A despesa do IPO de Lisboa com medicamentos aumentou 50% nos últimos três anos, representando atualmente cerca de dois terços dos gastos da instituição.

“Podemos dizer que gastamos dois terços em medicamentos e, se calhar, os medicamentos não têm dois terços da importância no tratamento do cancro, nomeadamente nos tumores não hematológicos, que é essencialmente cirúrgico”, observou João Oliveira.

 

O médico oncologista salientou que a cirurgia é o tratamento e até a cura da maior parte dos cancros, mas admitiu que esta despesa com medicamentos “é inevitável” e que “não é um problema específico do IPO de Lisboa, não é um problema específico de Portugal, mas é um problema”.

 

Analisando a evolução da despesa com medicamentos nos últimos três anos, precisou que, em 2019, foi de 46 milhões de euros, em 2020 aumentou para 53 milhões e no ano passado a estimativa aponta para um valor acima de 66 milhões.

 

Sobre as razões deste aumento, afirmou: “O número de doentes tratados não aumentou, o que aumentou foi o número de medicamentos que é aplicado a cada doente e aumentou sobretudo o preço unitário dos medicamentos”.

 

“Não há nenhum medicamento que venha mais barato do que o anterior e, muitas vezes, medicamentos que se tornam mais baratos, porque já são mais antigos, são substituídos sempre por medicamentos mais novos e mais caros, às vezes, sem um acréscimo correspondente de benefício”, sustentou.

 

Mas, disse, “é assim que o mercado funciona. O que é certo é que quer em Portugal quer nos outros países não parece ter diminuído a disponibilidade para pagar”.

 

João Oliveira sublinhou que as empresas farmacêuticas vão colocando os medicamentos no mercado ao preço que percebem que quem compra está disposto a pagar e, vincou, “tem sido impossível até agora romper esta cascata”.

 

“Há ‘démarches’ a nível europeu e a nível internacional, mas não vi grandes resultados. É quase um fatalismo”, criticou.

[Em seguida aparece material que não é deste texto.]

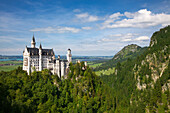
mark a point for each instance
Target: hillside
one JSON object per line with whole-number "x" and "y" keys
{"x": 81, "y": 91}
{"x": 138, "y": 85}
{"x": 143, "y": 84}
{"x": 129, "y": 51}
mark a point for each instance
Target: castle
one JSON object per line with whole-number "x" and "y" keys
{"x": 37, "y": 59}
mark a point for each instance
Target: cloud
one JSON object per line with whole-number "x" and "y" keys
{"x": 140, "y": 19}
{"x": 142, "y": 38}
{"x": 111, "y": 19}
{"x": 86, "y": 28}
{"x": 76, "y": 10}
{"x": 85, "y": 17}
{"x": 57, "y": 29}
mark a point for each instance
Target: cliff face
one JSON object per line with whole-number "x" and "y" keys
{"x": 152, "y": 74}
{"x": 156, "y": 60}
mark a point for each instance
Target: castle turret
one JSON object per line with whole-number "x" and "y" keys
{"x": 69, "y": 55}
{"x": 40, "y": 58}
{"x": 33, "y": 42}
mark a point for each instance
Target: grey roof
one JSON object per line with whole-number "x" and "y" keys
{"x": 35, "y": 51}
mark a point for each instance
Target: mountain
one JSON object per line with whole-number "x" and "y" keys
{"x": 142, "y": 84}
{"x": 129, "y": 51}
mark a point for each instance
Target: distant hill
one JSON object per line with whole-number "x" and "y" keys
{"x": 129, "y": 51}
{"x": 142, "y": 85}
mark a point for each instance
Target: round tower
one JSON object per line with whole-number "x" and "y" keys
{"x": 33, "y": 42}
{"x": 40, "y": 58}
{"x": 69, "y": 55}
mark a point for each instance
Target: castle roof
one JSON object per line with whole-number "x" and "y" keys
{"x": 33, "y": 39}
{"x": 35, "y": 51}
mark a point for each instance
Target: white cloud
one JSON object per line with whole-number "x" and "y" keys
{"x": 58, "y": 29}
{"x": 141, "y": 19}
{"x": 142, "y": 38}
{"x": 85, "y": 17}
{"x": 82, "y": 15}
{"x": 128, "y": 37}
{"x": 76, "y": 10}
{"x": 86, "y": 28}
{"x": 111, "y": 19}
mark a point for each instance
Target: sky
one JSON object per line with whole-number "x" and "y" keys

Questionado se a despesa também aumentou por serem medicamentos inovadores, comentou que geralmente quando nascem já vêm com “cara inovadora” e já vão ser pagos como inovadores.

 

“Também é um vício de prática que precisava ser corrigido e que eu espero que a literacia sobre a saúde, o conhecimento e a compreensão do que se passa exatamente na prestação de cuidados venha a corrigir isto no futuro, mas é um caminho prolongado”, lamentou.

 

O presidente do IPO de Lisboa notou que enquanto cada nova contratação “é escrutinada finamente” pelos ministérios da Saúde e das Finanças, mesmo que seja para empregar uma pessoa com o ordenado mínimo, já no que respeita a “esta enorme despesa com medicamentos há muito pouco escrutínio”.